Advanced Container Build with Pytorch
In the getting started section of this tutorial we introduced how to utilized a base Pytorch image for running benchmarks on our systems. In this tutorial, we will walk through how to build a dockerfile that builds off of a GPU enabled based container and is customized for a specific application. This tutorial is an extension of TACC’s container tutorial on GPU computing (https://containers-at-tacc.readthedocs.io/en/latest/singularity/03.mpi_and_gpus.html#apptainer-and-gpu-computing).
Outline
Figure out which CUDA, pytorch, python version, and which additional python packages you need
Get a docker image with the CUDA version you want
Build a docker container on top of this image with the python, pytorch, and other packages you need
Upload container to dockerhub and then download it onto frontera and convert it to an apptainer container
BERT classifier code requirements
We want to run the code contained in the bert-classifier.py script. This code requires:
CUDA 11.0
Python 10
pytorch 1.7.1
Additional required python packages listed in requirements.txt
seaborn == 0.11.2
scikit-learn == 0.24.2
scipy == 1.7.1
tokenizers == 0.20.3
torchtext >= 0.8.1
transformers == 4.16.2
It also requires the following data files:
Selecting a CUDA docker image to build from Once you know which version of CUDA you need, you can find a docker image from nvidia’s dockerhub page that has the correct CUDA version. Their CUDA images come in three flavors, base, runtime, and development:
The image tag syntax is:
[CUDA version #]-[optional cudnn]-[base/runtime/devel]-[os version]

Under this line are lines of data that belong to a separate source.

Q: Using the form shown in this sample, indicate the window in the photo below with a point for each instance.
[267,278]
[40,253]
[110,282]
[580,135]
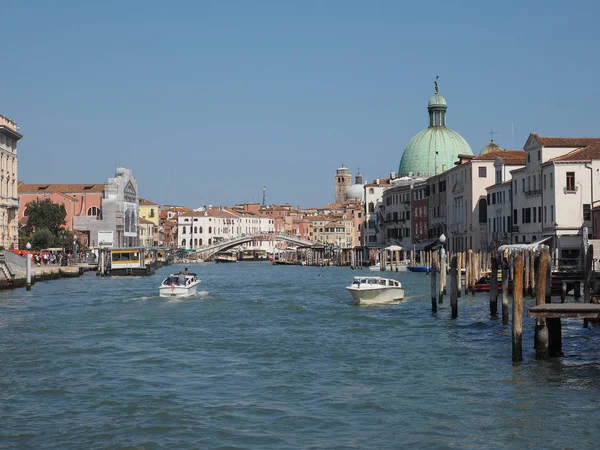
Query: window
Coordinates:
[570,181]
[587,214]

As an example, the CUDA 11.0.3 runtime image with cuDNN has the tag:
11.0.3-cudnn8-runtime
Pytorch install command
The pytorch website provides a useful app here that will tell you the correct pip install command for the latest or the nightly build of pytorch for various platforms and OS’s. The “Compute Platform” row at the above link will tell you which CUDA versions are compatible with the stable and nightly pytorch versions. Explanations of how to install older versions of pytorch can be found on their website here. For the latest stable pytorch release their website recommends you to use python 3.9-3.12.
The pytorch version we want can be found in the “older versions” section of the website. Scrolling down to v1.7.1 look for the “wheel” section that provides the pip install command for Linux/Windows for CUDA 11. The command is:
pip install torch==1.7.1+cu110 torchvision==0.8.2+cu110 torchaudio==0.7.2 -f https://download.pytorch.org/whl/torch_stable.html
Writing a Dockerfile
Now we can put everything together and build our container. The general process is that we use the FROM command to start with the nvidia CUDA container, then a series of RUN commands to install python and then perform pip installs of the desired python packages. Finally, we will copy in our script and data files into the container.